The proposed rule changes also would allow states to revise existing premium and cost-sharing plans to make them more similar to those allowed under SCHIP, according to CQ HealthBeat. The rule change would not affect beneficiaries with incomes below 100% of the federal poverty level, but cost sharing could increase for beneficiaries with incomes between 100% and 150% of the poverty level, and beneficiaries with incomes greater than 150% of the poverty level could be required to contribute copayments. Under the proposed change, all cost sharing would be limited to no more than 5% of a family’s income.
The proposed changes, which would implement provisions of a 2006 budget reconciliation bill (PL 109-171) and a 2006 package to extend tax provisions (PL 109-432), have a 30-day public comment period (CQ HealthBeat, 2/21).
Governors of both parties on Saturday at the winter meeting of the National Governors Association strongly objected to the rule changes, arguing that they would shift billions of dollars in Medicaid costs to the states, the Times reports.
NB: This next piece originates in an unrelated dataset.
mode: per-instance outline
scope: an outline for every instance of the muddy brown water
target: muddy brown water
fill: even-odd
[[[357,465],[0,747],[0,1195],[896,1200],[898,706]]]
The National Conference of State Legislatures also criticized the changes, describing them as “regulatory activism.” In addition, a group of 17 states told the Bush administration that the proposed changes would be “simply awful public policy.”
Governors said the Bush administration was unilaterally reshaping Medicaid in ways that would harm some of their most vulnerable citizens, according to the Times. “Governors strongly oppose the changes,” Vermont Gov. Jim Douglas (R), chair of the association’s HHS Committee, said, adding, “The timing could not be worse.” California Gov. Arnold Schwarzenegger (R) said the rule changes “would effectively end the federal government’s participation in many crucial components of the Medicaid program.”
Dennis Smith, director of the Center for Medicaid and State Operations at CMS, said the rules are needed to “protect the fiscal integrity of the Medicaid program” and maximize the use of federal funds. He added that since 2003, federal officials have persuaded 30 states to end “questionable Medicaid financing arrangements.” Although most of the obvious problems have been corrected, the Bush administration said many states still use federal Medicaid money for purposes unrelated to Medicaid, the Times reports. Douglas said that many states have “come to rely on Medicaid to help pay for special education and other services to children with disabilities.” He added that Medicaid is an important part of plans by many states to expand coverage for the uninsured (Pear, New York Times, 2/24).